The SEC Goes To Court
This article is from the archive of The New York Sun before the launch of its new website in 2022. The Sun has neither altered nor updated such articles but will seek to correct any errors, mis-categorizations or other problems introduced during transfer.
This morning lawyers for the Securities and Exchange Commission will march into a federal circuit courthouse in Washington to try to defend yet another SEC regulation that may or may not run afoul of the law. In Goldstein v. SEC, a hedge fund and its adviser argue that the SEC has overstepped its bounds by requiring hedge fund advisers to register in the same way mutual fund advisers currently must. Back in 2004, in the wake of a mutual fund scandal, the SEC concluded that regulating hedge funds would be a logical solution, so the commission pushed through a rule reinterpreting existing laws. This lawsuit challenges the SEC’s authority to make law by redefinition.
Hedge funds are investment vehicles that cater to institutional investors and wealthy individuals. The funds achieve high returns through entrepreneurial strategies that take advantage of opportunities more traditional investors are too slow or risk-averse to exploit. Hedge fund investing isn’t for everyone, but the funds serve an important economic function, as the Federal Reserve chairman, Alan Greenspan, noted when he criticized the SEC’s attempt to bring such funds under the regulator’s aegis.
The funds escaped SEC scrutiny for most of the period after they were first developed in the late 1940s, in part because everyone correctly believed that the ultra rich investors to whom the funds cater would be smart enough to look after their own interests. Several other agencies, including the Treasury Department, would be on the lookout for any fraud.
That all changed recently.
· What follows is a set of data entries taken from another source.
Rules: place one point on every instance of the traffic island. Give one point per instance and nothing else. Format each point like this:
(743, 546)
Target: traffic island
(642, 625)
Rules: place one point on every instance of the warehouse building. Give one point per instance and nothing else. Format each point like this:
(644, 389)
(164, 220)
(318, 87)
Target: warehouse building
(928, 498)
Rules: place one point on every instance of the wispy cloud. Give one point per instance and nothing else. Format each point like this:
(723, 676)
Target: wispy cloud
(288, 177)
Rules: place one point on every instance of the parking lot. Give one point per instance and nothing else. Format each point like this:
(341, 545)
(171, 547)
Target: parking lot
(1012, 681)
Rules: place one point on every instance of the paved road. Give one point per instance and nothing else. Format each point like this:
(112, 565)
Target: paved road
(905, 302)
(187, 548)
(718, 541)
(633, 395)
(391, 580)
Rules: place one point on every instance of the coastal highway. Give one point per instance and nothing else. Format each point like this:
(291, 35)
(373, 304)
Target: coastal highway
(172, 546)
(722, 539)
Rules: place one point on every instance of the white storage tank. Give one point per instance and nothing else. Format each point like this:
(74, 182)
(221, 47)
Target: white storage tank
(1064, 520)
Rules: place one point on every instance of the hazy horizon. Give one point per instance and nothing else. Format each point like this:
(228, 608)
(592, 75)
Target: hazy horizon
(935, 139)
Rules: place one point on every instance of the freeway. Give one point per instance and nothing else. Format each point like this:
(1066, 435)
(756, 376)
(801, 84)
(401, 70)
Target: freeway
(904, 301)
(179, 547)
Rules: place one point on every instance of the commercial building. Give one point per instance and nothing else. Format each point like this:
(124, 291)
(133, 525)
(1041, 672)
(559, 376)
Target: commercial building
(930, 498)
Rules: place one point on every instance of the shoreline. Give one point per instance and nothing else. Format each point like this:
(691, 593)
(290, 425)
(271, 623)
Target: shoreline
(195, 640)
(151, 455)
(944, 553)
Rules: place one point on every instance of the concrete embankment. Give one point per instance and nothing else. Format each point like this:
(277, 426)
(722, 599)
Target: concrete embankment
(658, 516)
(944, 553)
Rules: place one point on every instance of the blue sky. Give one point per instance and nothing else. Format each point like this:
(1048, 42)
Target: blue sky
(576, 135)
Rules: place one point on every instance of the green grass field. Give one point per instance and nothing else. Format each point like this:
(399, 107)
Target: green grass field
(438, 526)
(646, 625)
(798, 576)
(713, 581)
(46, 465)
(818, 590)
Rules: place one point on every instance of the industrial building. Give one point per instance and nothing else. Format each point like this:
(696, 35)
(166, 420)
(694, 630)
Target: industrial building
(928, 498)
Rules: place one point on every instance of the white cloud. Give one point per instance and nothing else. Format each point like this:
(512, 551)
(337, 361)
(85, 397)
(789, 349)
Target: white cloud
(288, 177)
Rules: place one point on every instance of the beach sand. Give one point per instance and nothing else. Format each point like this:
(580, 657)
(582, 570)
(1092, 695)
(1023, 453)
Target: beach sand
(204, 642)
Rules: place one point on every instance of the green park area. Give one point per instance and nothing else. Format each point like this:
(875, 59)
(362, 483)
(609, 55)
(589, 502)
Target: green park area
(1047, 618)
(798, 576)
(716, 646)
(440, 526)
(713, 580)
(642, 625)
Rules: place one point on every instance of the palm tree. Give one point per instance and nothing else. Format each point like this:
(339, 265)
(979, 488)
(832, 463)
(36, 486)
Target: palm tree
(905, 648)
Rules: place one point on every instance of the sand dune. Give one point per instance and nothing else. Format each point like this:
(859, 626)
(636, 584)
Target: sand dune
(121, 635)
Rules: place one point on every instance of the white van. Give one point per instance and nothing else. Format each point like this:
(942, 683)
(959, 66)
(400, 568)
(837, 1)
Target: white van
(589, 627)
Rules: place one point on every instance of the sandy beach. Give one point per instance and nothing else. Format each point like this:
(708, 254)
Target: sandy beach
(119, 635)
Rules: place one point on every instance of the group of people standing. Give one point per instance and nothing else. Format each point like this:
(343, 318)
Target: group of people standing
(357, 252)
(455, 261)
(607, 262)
The spectacular collapse of one fund, Long-Term Capital Management, in 1998 propelled the funds into the headlines. Then a different hedge fund came up in an investigation of mutual fund market timing for exploiting the willingness of a mutual fund to engage in the practice. The SEC decided to recover from the embarrassment of its lax enforcement of mutual fund laws by also turning its eyes to hedge funds.
As a first step, the commission has required most hedge fund advisers to register, thus creating a list that would be useful should it opt to regulate them down the road. This rule is under the judicial microscope today. Congress has never told the SEC to regulate hedge funds, but it does require that any investment adviser with more than 15 clients register. Since hedge funds are typically set up as limited partnerships that then solicit the services of an adviser, everyone agrees that under the old interpretation of the law a fund would be a single client that would not trigger the registration requirement.
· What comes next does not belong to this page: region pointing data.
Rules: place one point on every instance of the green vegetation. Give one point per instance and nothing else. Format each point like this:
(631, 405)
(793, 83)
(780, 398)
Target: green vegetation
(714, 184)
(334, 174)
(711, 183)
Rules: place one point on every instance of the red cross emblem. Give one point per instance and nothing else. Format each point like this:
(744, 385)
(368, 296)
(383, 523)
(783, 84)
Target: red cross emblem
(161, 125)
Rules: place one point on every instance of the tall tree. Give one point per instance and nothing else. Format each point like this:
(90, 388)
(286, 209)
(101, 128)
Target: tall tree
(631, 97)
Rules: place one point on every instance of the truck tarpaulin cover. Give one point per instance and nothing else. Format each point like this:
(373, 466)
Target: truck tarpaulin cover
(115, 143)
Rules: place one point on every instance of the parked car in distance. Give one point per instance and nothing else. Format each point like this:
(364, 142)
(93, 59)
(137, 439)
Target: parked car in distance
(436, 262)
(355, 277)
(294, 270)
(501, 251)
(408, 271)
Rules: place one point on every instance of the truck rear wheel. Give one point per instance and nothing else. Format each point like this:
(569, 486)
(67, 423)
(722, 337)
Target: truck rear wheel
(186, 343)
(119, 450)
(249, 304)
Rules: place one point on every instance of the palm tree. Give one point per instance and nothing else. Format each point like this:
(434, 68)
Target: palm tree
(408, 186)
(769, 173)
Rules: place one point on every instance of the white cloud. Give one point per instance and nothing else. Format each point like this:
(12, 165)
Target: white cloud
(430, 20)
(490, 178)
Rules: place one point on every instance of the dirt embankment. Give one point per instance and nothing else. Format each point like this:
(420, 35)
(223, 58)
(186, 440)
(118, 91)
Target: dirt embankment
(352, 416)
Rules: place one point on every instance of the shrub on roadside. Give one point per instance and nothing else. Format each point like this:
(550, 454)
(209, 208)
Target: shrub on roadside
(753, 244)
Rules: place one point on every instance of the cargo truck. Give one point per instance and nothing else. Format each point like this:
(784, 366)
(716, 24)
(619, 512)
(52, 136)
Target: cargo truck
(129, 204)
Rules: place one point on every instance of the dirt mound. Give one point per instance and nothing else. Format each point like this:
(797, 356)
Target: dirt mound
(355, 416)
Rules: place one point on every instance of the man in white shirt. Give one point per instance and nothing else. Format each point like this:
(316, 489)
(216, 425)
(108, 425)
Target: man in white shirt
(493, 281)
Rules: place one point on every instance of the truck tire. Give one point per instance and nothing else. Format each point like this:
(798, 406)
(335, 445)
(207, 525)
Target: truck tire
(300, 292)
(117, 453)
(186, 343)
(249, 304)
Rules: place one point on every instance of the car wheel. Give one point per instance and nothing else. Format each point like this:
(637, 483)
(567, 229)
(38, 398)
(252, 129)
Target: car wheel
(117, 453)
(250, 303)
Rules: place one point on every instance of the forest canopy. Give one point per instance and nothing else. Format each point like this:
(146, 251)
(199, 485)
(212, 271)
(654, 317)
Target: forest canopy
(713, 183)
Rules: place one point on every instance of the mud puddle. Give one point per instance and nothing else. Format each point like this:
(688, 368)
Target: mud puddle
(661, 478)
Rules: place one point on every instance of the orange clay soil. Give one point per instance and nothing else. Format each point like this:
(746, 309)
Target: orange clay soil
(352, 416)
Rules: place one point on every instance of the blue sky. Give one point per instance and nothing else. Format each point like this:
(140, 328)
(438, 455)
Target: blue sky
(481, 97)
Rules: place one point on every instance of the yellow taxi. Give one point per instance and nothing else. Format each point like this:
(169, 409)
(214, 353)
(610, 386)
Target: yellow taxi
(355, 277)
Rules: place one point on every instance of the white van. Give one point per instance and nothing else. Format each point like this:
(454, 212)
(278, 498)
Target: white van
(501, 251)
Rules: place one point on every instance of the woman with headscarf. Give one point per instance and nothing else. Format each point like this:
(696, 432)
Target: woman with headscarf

The SEC, however, has promulgated a new interpretation that looks to the number of partners in the hedge fund to determine whether the adviser must register. It is as if someone tried to argue that a corporate lawyer’s client was not the corporation but its thousands of shareholders as individuals, a lawyer for the petitioner in this case, Gregory Kellor, told us yesterday. What the SEC has done, Mr. Kellor says, is to “infinitely manipulate the term ‘client’ to achieve a regulatory end.”
This case is worth watching for several reasons. First, it is yet another threat to the credibility of an agency that has already been slapped down once by the courts for its slipshod attempt to regulate mutual funds; that case is due back in court next month, although the two cases hinge on different legal issues and the outcomes will not affect each other.
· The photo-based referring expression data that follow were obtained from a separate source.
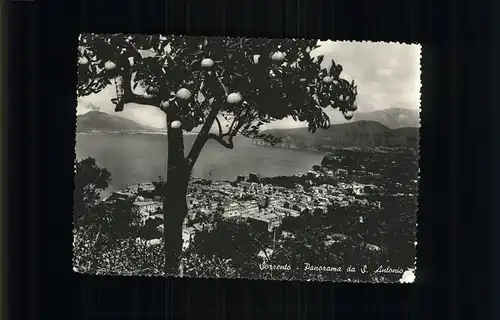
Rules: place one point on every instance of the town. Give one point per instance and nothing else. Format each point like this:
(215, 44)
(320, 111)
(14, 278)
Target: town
(346, 178)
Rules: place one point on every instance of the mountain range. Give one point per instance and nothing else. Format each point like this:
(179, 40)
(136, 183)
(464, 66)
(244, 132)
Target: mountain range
(101, 121)
(394, 126)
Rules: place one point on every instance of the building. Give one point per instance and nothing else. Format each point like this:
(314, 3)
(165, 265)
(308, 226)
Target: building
(187, 237)
(251, 208)
(269, 220)
(288, 212)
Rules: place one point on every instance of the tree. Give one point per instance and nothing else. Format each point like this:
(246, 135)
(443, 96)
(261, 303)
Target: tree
(234, 83)
(90, 180)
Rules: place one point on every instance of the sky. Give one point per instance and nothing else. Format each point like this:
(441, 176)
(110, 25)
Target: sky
(387, 75)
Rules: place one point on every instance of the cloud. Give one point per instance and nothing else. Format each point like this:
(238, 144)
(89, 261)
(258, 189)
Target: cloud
(387, 75)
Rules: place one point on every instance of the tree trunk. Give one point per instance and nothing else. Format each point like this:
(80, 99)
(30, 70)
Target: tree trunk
(174, 203)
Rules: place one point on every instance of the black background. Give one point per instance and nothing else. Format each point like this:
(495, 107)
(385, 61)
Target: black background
(457, 162)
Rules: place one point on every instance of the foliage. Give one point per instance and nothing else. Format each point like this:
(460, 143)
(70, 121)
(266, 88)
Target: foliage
(89, 181)
(121, 257)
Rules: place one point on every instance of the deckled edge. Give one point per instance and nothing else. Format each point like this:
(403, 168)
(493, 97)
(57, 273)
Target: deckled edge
(408, 275)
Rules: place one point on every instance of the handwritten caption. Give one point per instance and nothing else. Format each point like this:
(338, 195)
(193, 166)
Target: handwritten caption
(348, 269)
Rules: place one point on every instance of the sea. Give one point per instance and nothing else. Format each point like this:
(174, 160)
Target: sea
(136, 158)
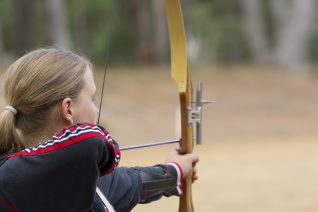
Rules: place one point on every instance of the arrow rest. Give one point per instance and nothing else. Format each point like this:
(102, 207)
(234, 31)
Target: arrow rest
(195, 113)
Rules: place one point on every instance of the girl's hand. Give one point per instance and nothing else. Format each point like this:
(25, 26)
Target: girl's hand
(187, 163)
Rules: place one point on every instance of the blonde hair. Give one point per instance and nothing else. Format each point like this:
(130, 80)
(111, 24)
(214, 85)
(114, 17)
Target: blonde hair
(33, 85)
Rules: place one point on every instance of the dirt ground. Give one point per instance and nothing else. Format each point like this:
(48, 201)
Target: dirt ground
(259, 150)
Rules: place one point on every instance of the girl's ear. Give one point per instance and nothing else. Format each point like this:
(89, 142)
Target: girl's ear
(67, 110)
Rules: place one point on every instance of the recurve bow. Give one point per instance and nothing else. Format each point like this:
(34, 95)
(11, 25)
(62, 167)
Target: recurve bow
(181, 74)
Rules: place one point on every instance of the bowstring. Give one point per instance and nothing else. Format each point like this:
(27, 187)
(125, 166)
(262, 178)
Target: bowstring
(108, 44)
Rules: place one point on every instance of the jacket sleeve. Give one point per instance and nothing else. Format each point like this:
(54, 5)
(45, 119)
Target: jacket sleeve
(126, 187)
(59, 175)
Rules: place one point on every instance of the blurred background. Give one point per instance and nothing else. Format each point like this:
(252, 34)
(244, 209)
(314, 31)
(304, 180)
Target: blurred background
(256, 58)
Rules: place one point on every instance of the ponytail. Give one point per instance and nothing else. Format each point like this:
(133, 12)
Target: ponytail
(33, 85)
(9, 139)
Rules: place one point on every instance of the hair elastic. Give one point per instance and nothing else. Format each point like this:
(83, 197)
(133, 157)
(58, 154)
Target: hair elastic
(11, 109)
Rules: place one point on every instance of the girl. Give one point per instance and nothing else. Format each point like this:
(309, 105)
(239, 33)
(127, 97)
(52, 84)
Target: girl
(52, 155)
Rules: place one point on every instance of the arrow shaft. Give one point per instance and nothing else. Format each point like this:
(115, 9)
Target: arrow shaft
(150, 144)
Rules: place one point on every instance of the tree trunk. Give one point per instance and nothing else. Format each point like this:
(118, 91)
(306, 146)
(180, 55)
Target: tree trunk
(254, 19)
(294, 32)
(58, 27)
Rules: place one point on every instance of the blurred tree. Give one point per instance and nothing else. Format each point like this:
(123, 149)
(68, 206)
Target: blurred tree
(58, 30)
(295, 21)
(255, 27)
More importantly, the outcome could limit the scope of regulators to interpret congressional mandates creatively. The petitioners argue that although Congress has expanded the reach of current laws to cover new types of investments over the years, it has never expressed its intention to regulate hedge funds. Mr. Kellor notes that the issue is not whether or not hedge funds should be regulated, but who should pass the rules. Our vote is with duly elected representatives – as perilous as that can be – instead of pointy headed investocrats.
The SEC has been reeling for the better part of four years as Enron and WorldCom collapsed in heaps of fraud and especially in the wake of a mutual fund scandal that blossomed right under the agency’s nose. The instinct of the former chairman, William Donaldson, was to respond by expanding the agency’s regulator reach despite the fact that it already had too much on its plate. The new chairman, Christopher Cox, recently told the Wall Street Journal that he would stay the course on some of his predecessor’s policies, including the hedge fund rule. If we’re lucky, the court will use this case to spur him into reconsidering that approach.